The report, which cited sources close to the discussions, said the app would make it easier for iPhone users with excess funds to invest in Apple shares.
According to the source, Apple initiated discussions with Goldman Sachs during the market frenzy of 2020. The two firms’ collaboration witnessed potential progress, and the initial plans aimed a launch in 2022. However, the project was reportedly put on hold last year due to economic circumstances.
Apple initially partnered with Goldman Sachs in 2019 to introduce a credit card with features including “no fees, daily cash back, and seamless integration into Apple’s mobile devices.”
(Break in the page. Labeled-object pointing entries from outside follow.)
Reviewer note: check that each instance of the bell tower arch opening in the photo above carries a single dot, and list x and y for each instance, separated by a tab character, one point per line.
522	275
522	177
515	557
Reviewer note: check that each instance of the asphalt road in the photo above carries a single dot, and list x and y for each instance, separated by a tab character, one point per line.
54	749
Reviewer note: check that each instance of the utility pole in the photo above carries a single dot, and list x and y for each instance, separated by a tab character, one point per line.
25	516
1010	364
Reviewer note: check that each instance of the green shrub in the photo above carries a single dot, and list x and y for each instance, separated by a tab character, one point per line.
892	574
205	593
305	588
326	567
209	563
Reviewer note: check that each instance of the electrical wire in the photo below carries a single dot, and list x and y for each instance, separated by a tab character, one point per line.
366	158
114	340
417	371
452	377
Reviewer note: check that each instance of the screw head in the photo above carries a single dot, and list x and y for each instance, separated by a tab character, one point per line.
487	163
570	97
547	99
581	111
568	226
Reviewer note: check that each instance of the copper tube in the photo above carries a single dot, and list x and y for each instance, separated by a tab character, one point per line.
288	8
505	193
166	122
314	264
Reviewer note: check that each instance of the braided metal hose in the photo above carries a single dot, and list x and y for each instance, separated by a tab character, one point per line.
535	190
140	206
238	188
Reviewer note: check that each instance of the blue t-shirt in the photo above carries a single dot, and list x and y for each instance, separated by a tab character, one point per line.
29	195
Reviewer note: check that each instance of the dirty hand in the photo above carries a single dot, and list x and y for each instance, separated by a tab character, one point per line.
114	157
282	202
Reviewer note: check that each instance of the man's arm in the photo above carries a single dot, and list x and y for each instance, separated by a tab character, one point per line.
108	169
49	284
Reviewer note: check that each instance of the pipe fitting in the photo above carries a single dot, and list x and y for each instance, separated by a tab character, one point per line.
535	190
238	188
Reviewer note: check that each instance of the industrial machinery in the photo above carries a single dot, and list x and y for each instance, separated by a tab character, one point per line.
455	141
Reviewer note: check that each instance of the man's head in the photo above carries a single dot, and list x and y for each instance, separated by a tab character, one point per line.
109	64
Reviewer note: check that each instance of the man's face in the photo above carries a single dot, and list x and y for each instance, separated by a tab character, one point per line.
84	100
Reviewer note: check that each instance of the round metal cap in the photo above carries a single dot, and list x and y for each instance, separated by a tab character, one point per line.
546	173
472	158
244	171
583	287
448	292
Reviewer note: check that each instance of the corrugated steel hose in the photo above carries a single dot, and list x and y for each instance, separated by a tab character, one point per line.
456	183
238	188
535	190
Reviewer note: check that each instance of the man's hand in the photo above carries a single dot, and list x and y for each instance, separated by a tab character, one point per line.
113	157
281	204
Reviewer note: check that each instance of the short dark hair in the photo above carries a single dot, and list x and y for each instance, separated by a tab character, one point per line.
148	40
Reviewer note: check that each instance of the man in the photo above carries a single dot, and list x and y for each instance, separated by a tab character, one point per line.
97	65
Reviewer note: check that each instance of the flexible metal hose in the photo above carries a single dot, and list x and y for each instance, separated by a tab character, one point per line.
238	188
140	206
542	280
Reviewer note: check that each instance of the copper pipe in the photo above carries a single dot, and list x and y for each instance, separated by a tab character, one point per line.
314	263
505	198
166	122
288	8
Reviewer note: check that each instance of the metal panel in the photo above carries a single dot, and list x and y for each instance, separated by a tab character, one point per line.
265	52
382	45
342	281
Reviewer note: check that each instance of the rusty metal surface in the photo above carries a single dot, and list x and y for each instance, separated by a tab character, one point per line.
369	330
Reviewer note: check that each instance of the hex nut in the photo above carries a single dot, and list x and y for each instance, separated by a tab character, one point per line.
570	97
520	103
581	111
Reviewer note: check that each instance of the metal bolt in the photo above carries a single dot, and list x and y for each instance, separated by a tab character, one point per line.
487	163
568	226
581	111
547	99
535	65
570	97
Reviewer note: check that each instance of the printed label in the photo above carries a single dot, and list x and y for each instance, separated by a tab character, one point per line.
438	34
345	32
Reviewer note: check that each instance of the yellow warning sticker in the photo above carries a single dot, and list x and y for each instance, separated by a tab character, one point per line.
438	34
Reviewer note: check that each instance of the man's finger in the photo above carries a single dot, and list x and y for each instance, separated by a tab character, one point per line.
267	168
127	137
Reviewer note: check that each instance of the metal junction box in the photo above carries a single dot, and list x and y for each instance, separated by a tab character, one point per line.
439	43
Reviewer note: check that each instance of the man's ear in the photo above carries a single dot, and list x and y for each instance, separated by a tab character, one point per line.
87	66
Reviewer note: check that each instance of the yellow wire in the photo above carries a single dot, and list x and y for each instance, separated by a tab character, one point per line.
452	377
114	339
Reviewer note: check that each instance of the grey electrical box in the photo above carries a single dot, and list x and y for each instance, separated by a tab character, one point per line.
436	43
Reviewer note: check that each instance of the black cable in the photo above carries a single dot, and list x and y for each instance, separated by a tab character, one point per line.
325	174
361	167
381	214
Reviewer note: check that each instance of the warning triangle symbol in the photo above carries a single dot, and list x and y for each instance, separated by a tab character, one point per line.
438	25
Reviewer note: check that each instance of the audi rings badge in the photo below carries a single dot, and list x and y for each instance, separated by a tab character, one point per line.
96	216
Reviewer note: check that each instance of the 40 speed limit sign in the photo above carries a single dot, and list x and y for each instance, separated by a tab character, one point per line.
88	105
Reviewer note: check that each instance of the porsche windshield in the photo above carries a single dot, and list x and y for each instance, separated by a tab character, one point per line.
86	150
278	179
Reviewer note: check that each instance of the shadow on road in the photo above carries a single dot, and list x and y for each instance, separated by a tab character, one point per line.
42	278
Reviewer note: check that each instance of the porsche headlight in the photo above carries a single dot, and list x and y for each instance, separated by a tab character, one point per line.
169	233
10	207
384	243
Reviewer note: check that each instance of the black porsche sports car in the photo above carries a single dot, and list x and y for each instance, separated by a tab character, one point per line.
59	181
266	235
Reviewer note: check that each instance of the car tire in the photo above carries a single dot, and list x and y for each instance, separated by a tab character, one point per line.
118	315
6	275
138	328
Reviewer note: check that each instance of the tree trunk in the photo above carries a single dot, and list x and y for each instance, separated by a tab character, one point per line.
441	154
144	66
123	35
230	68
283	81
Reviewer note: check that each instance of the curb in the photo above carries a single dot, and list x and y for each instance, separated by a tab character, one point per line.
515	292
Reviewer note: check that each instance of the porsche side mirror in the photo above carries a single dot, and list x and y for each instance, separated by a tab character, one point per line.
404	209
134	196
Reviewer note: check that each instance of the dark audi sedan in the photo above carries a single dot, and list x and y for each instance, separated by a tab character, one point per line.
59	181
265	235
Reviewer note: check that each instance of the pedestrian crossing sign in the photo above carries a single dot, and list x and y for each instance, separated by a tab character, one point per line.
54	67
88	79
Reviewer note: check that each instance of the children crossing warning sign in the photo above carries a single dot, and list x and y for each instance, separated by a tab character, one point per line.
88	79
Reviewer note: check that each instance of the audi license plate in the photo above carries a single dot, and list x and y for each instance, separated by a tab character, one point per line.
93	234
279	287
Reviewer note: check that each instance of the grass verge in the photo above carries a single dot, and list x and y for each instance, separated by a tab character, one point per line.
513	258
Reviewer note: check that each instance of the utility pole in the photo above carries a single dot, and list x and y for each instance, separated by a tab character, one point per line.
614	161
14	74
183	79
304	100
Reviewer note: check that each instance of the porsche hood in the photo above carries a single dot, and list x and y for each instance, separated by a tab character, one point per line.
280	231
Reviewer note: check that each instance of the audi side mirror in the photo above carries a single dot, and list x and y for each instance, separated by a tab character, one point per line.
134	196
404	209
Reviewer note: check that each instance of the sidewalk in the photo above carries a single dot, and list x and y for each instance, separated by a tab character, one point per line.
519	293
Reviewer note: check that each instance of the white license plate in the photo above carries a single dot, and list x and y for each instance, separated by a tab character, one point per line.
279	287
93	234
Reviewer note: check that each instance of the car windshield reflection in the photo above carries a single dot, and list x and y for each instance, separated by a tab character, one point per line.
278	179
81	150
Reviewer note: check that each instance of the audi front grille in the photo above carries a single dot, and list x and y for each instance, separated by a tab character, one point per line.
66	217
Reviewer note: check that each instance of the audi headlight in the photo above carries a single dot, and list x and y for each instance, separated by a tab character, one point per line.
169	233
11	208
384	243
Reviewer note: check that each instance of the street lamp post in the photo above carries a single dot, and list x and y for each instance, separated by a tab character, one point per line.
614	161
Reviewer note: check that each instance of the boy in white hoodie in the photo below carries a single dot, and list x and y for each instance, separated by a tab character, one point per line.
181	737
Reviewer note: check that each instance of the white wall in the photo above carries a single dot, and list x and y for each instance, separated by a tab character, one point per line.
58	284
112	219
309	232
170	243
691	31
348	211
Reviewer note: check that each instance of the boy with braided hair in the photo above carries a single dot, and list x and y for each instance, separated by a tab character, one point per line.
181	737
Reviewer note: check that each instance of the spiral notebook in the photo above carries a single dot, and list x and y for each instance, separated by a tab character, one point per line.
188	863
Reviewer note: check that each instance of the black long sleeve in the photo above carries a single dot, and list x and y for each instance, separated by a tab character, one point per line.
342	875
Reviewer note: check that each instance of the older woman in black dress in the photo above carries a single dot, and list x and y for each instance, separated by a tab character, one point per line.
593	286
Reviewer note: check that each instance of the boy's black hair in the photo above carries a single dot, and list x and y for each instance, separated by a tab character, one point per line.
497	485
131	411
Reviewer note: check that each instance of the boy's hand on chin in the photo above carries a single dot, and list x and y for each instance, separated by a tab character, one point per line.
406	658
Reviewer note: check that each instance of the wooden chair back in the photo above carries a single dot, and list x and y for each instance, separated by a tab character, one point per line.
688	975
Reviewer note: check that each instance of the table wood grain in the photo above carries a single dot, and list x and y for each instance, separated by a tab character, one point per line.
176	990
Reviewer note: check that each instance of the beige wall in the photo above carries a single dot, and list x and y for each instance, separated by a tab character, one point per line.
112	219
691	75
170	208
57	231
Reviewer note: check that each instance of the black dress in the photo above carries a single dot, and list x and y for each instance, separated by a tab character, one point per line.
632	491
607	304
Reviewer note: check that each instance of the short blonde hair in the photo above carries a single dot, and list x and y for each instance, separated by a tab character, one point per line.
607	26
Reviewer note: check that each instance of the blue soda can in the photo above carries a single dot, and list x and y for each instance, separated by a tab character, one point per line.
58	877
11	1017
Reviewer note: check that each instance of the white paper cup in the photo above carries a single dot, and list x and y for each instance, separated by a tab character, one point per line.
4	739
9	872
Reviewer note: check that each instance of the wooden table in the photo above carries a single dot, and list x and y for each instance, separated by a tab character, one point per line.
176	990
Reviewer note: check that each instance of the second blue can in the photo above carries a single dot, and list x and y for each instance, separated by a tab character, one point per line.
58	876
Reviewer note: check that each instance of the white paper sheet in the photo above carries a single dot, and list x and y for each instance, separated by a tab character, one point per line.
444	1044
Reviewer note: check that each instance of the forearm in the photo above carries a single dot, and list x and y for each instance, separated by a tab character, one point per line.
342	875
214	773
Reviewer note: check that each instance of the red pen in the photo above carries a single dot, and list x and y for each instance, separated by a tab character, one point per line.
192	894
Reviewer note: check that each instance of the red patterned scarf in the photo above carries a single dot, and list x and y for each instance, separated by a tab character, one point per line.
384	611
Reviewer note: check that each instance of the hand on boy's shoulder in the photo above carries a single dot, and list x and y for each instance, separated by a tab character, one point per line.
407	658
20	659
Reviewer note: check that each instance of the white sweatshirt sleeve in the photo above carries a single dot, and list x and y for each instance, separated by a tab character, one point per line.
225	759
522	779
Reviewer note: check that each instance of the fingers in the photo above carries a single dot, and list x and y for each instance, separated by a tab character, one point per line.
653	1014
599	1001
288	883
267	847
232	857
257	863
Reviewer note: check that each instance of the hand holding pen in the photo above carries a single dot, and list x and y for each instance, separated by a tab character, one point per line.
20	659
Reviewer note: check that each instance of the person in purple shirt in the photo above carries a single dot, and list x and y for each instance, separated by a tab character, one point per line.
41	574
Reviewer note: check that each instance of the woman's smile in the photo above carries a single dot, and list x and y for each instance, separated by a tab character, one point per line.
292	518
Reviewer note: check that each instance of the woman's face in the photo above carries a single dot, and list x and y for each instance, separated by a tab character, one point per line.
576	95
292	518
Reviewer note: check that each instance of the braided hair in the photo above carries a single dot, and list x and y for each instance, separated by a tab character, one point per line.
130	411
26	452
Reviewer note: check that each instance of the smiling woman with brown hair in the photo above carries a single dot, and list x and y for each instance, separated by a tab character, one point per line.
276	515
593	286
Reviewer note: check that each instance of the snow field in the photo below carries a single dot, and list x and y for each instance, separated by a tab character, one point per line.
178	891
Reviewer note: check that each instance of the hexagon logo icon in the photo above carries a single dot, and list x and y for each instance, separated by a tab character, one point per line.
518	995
In March 2023, Apple introduced Apple Pay Later for Apple Pay users to split purchases into four payments with zero interest and no fees. The company uses Goldman Sachs Group Inc. as the lender for the loans needed for the installment offerings.
In April, the tech giant and the world’s second-biggest investment bank announced a high-yield savings account, offering a high-yield APY of 4.15%. Just last month, Apple announced that the savings account “has reached over $10 billion in deposits from users since launching in April.”
PayPal has also been actively considering options for enabling its users to engage in individual stock trading, as revealed by two individuals with knowledge of the company's strategy. As part of this expansion effort, PayPal has recruited an experienced professional from the brokerage industry to head a new division known as "Invest at PayPal," a segment of the payment company that has not been previously disclosed.
However, PayPal's stock experienced a decline in value following a discouraging earnings forecast in 2022. The payment firm has adjusted its profit expectations for 2022 and abandoned its previous year’s ambitious growth plan, announcing later that it would reduce expenditures and redirect its efforts toward its fundamental e-commerce operations.